По дороге к дому Дейзи я все время забывала, почему останавливаюсь на светофорах: отпускала тормоз, поднимала взгляд и видела – ах, да, свет же красный!
Люди много говорят о преимуществах безумия. Например, доктор Сингх однажды процитировала мне Эдгара По: «Еще неизвестно, не является ли безумие воплощением величайшего разума». Наверное, она хотела меня утешить, но я считаю, что умственные расстройства слишком переоценивают. Безумие, судя по моему, хоть и скромному, опыту, не сопровождается сверхспособностями. Оно повышает интеллект не более, чем простуда. То есть я должна была бы стать блестящим детективом, но в реальности представляла собой самого невнимательного человека на свете. Пока я везла домой Дейзи, а потом ехала к себе, я не замечала ничего вокруг.
Дома я пошла в ванную и пристально изучила ранку. Воспаление прошло. По-моему. А может, свет был недостаточно яркий, и я не рассмотрела. Я помыла болячку с мылом, насухо вытерла, нанесла мазь, наклеила пластырь. Выпила свое обычное лекарство, а через несколько минут – овальную таблетку, которую мне велели принимать в случае паники.

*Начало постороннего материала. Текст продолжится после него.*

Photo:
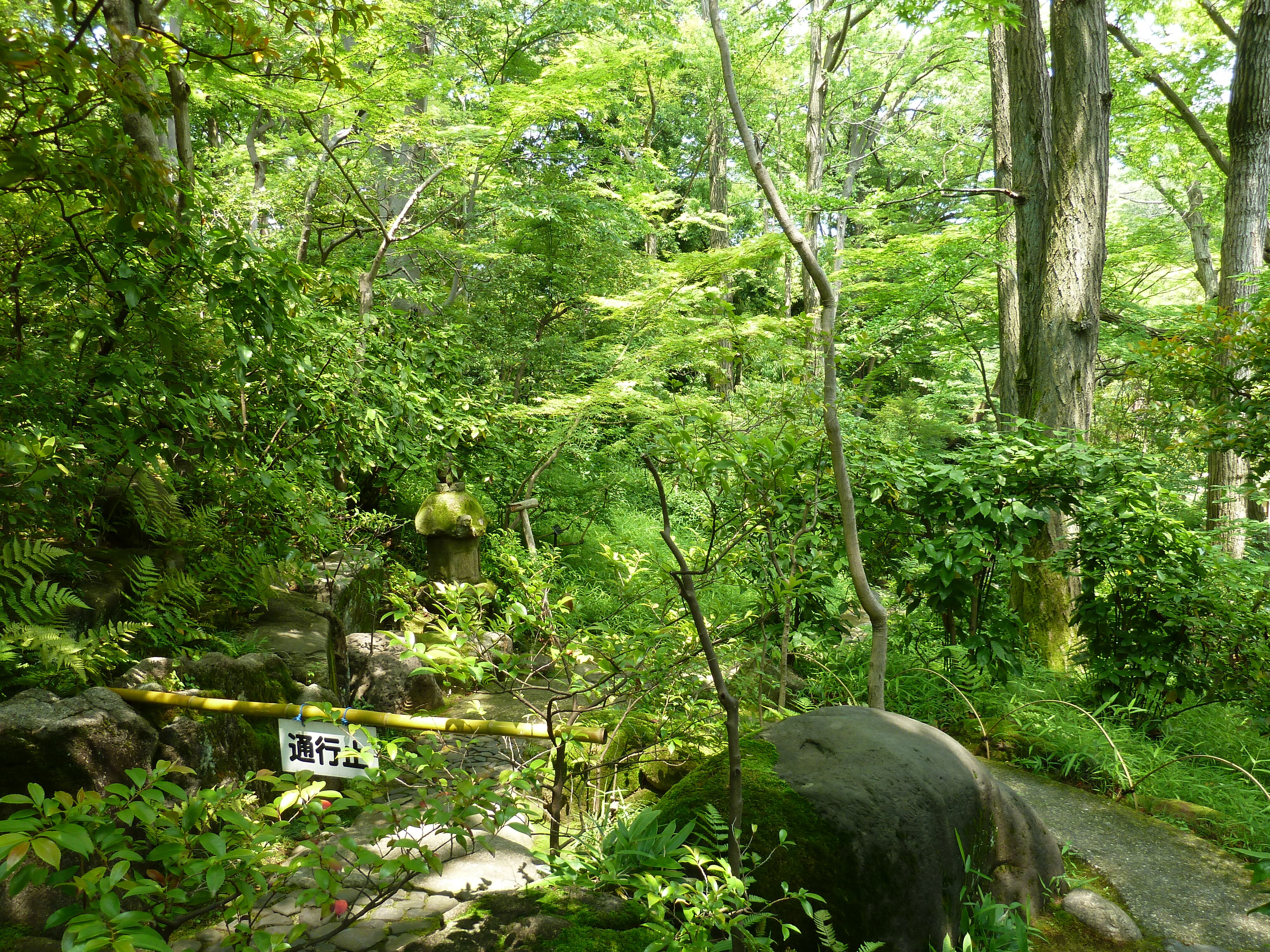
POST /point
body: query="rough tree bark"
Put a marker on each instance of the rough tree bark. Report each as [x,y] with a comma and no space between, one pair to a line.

Таблетка растаяла на языке в смутную сладость, и я стала ждать, когда она подействует. Я не сомневалась: что-то меня убьет.

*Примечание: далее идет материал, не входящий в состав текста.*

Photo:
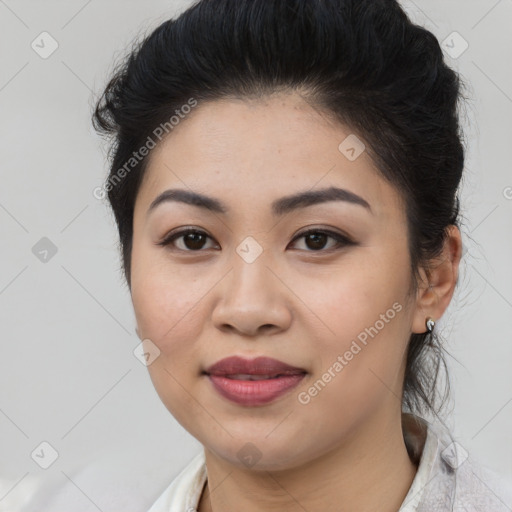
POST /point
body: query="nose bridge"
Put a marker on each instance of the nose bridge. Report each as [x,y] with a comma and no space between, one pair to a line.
[250,274]
[251,295]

И, конечно же, я была права: однажды что-нибудь убьет тебя, и когда наступит этот день – неизвестно.
Постепенно моя голова отяжелела, я опустилась на диван перед телевизором. Сил, чтобы его включить, у меня не осталось, и я просто смотрела на темный экран.

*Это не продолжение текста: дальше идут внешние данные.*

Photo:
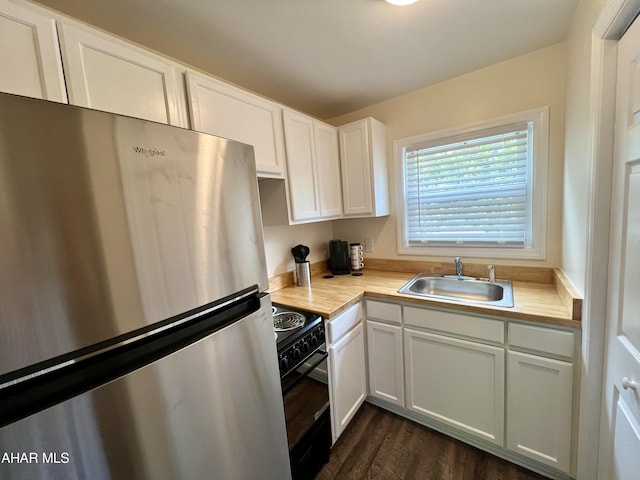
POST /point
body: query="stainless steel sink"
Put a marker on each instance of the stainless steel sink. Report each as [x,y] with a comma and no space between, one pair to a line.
[461,289]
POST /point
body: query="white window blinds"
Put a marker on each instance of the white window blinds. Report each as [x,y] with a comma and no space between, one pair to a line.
[474,190]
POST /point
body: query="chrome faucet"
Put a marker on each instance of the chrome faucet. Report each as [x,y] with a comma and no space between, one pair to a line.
[458,262]
[492,273]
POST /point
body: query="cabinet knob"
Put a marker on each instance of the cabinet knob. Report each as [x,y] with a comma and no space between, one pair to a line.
[629,384]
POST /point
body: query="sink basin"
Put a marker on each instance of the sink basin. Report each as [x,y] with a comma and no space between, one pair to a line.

Из-за овальной таблетки я словно опьянела, но только от переносицы и выше. Тело было таким же, как и всегда – привычно разбитым, ущербным, а вот мозг превратился в жижу, утратил последние силы, как ноги-макаронины у бегуна после марафона. Приехала мама и плюхнулась рядом со мной на диван.
– Длинный день, – заметила она. – Ученики – это ладно, Аза. Работу мне усложняют родители.
– Сочувствую, – ответила я.
– А как у тебя день прошел?
– Нормально. У меня же нет температуры?
Она потрогала мой лоб тыльной стороной ладони.
– По-моему, нет. Тебе нездоровится?
– Наверное, просто устала.
Мама включила телевизор, и я сказала ей, что лягу и начну готовиться к урокам.
Я немного почитала учебник истории, но сознание мутилось, как фотоаппарат с грязной линзой, поэтому я решила написать Дэвису.

 

Я: Привет.
Он: Привет.
Я: Как дела?
Он: Нормально. Ты как?
Я: Нормально.
Он: Давай продолжим неловкое молчание при личной встрече.
Я: Когда?
Он: В четверг. Посмотрим поток метеоров. Будет здорово, если облака не затянут небо.
Я: Отлично, тогда увидимся. Мне пора, мама пришла.

 

Мама и правда заглянула в комнату.
– Что-то случилось? – поинтересовалась я.
– Хочешь, приготовим ужин вместе?
– Мне надо читать.
Она вошла, присела на край кровати и спросила:
– Ты боишься?
– Немного.
– Чего?
– Тут по-другому. Без дополнения. Просто боюсь.
– Не знаю, что сказать, Аза. Я вижу твою боль и хочу ее забрать.
Я ненавидела, когда она страдала из-за меня. Становилась беспомощной по моей вине. Ненавидела.
Мама гладила меня по голове.
– Все хорошо, Аза. Все хорошо. Я с тобой. Я никуда не уйду.
Она продолжала играть с моими волосами, и я почувствовала некую отстраненность.
– Наверное, нужно просто хорошенько выспаться, – наконец сказала мама, солгав мне так же, как я солгала Ноа.